The most striking characteristic of archaea is that many live in extreme environmental conditions, such as salty lakes or hot water fumaroles on the ocean floor . Organisms that inhabit these conditions are known as Extremophiles.

The metabolic pathways of archaea are quirky and unique among living things. Some are capable of obtaining energy from ammonia, by sulfur or by using hydrogen. Archaea capable of obtaining energy from sunlight and others capable of fixing their carbon from the CO2 present in the air are known. But, unlike what happens to plants when they photosynthesize, there is no known archaea capable of both at the same time (fix carbon using sunlight).

Archaea began to be studied in the 18th century in Italy, when methane bubbling was observed in Lake Maggiore. This phenomenon was due to the fact that the archaea at the bottom of the lake synthesized methane gas, which rose to the surface. It wasn’t until 1936 that the species that did this were identified, but they were initially believed to be bacteria.

In 1977, the first taxonomic classification was made that included archaea as a separate group from bacteria , thanks to a classification of ribosomal RNA carried out by Woese and Fox. Ribosomes are cellular organelles that carry out the transcription of DNA into proteins. The ribosomes of bacteria are smaller in size than those present in archaea and eukaryotes.

Originally only extremophilic archaea were known, but in recent years species of archaea have been discovered that inhabit environments that are not so aggressive for life.

Archaea
Image 1 Hot springs in Yellowstone Park, USA. Archaea can inhabit this type of extreme environments, where other forms of life are not conceivable.

Evolution of archaea

Studying the origin of life is complicated, mainly because no one was there to take notes and analyzing the samples that are left from that time is extremely difficult. If it is already difficult to study the evolution of animals because the former lacked shells, bones or other hard parts, it is more difficult to study the fossil remains of bacteria and archaea. But it can be done.
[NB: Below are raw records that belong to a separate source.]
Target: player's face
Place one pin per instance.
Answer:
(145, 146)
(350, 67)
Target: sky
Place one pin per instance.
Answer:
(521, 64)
The most widely accepted hypothesis is that archaea evolved from primitive bacteria , and that this evolution was due to a group of bacteria beginning to synthesize antibiotics. Antibiotics are a multitude of compounds that affect metabolic pathways or other processes necessary for life, causing cell death.

Different living things are susceptible to different antibiotics due to metabolic differences. This is why some antibiotics are effective against a certain bacterial strain and others are not. This is also why the antibiotics we take do not affect us directly, which would mean that they would kill us (although they can affect our gut microbiome, the bacteria that live in our gut).

It is speculated that archaea evolved to become resistant to the antibiotics that some bacteria generated because many genes that distinguish archaea and bacteria are associated with resistance to antibiotics of bacterial origin. This would also explain why archaea evolved to adapt to extreme environments, as they were looking for ecological niches that were not occupied by bacteria.

The main differences between archaea and bacteria , apart from resistance to antibiotics, are the structure of the cell membrane, the size of their ribosomes and their flagella. The cell membrane of archaea is different from that of bacteria and eukaryotes, having a unique chemical composition. Their flagella (organelles that single-celled organisms use to move around in liquid media) are also different.